About Semantic Segmentation

Open zzzyzh opened this issue 11 months ago • 4 comments

Hi, Thank you for your outstanding work! How did you adjust the mask decoder to achieve the final language segmentation? Can you please indicate the exact location of the code, it is a bit difficult to pinpoint from the source code. Thanks a lot!

zzzyzh avatar Mar 22 '24 09:03 zzzyzh

@zzzyzh the original SAM uses multimask outputs to describe objects at different levels of detail. This repository seems to retrain SAM's multimask outputs such that it can predict semantically. No modifications need to be made, other than calculating loss between labels and predictions.

25benjaminli avatar Mar 25 '24 18:03 25benjaminli

@25benjaminli You're right. But I don't see how he implements it in the code, can you point me to the exact code location please?

zzzyzh avatar Mar 26 '24 01:03 zzzyzh

@zzzyzh minimal modifications need to be made on the code side.

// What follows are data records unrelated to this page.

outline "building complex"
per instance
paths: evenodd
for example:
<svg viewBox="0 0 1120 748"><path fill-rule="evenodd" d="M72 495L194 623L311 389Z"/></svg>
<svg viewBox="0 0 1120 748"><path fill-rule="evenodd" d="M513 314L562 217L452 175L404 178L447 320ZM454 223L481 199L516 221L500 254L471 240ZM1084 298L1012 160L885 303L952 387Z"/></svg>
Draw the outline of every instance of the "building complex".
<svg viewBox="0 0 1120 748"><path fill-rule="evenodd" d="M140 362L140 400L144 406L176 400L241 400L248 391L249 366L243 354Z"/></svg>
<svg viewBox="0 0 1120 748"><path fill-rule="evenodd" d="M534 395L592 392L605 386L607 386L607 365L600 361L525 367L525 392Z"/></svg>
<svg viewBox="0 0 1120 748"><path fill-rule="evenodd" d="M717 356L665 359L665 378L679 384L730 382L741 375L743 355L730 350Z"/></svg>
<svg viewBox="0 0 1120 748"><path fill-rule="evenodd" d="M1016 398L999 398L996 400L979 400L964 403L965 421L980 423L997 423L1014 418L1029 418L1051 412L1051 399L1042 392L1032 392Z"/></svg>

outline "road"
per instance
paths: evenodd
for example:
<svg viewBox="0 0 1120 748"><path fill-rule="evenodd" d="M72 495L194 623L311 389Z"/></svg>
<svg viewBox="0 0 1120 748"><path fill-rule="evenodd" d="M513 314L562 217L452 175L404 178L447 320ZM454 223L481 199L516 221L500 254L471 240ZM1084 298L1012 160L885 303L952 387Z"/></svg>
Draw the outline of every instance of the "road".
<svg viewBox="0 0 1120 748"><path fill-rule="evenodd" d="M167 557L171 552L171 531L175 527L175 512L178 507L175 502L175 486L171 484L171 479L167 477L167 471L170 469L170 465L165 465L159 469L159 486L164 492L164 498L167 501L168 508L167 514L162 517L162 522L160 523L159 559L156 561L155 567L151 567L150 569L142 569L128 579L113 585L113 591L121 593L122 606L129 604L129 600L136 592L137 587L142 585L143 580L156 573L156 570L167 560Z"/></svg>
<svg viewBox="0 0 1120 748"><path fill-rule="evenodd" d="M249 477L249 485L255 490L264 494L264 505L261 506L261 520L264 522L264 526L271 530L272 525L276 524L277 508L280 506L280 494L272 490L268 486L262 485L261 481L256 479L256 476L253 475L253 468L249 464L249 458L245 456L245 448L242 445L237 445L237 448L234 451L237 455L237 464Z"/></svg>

In mask decoder's forward function, you can find the following code:

masks, iou_pred = self.predict_masks(
            image_embeddings=image_embeddings,
            image_pe=image_pe,
            sparse_prompt_embeddings=sparse_prompt_embeddings,
            dense_prompt_embeddings=dense_prompt_embeddings,
        )

        # Select the correct mask or masks for output
        # if multimask_output:
        #     mask_slice = slice(1, None)
        # else:
        #     mask_slice = slice(0, 1)
        # masks = masks[:, mask_slice, :, :]
        # iou_pred = iou_pred[:, mask_slice]

        # Prepare output
        return masks, iou_pred

Then, during the training phase, the following code is run:

outputs = model(image_batch, multimask_output, args.img_size)
loss, loss_ce, loss_dice = calc_loss(outputs, low_res_label_batch, ce_loss, dice_loss, args.dice_param)

Because the multimask outputs are already supposed to predict different levels of detail, I think adapting it for semantic segmentation is kind of like a transfer learning task.

25benjaminli avatar Mar 26 '24 01:03 25benjaminli

@25benjaminli Thanks! I'll try it!

zzzyzh avatar Mar 26 '24 02:03 zzzyzh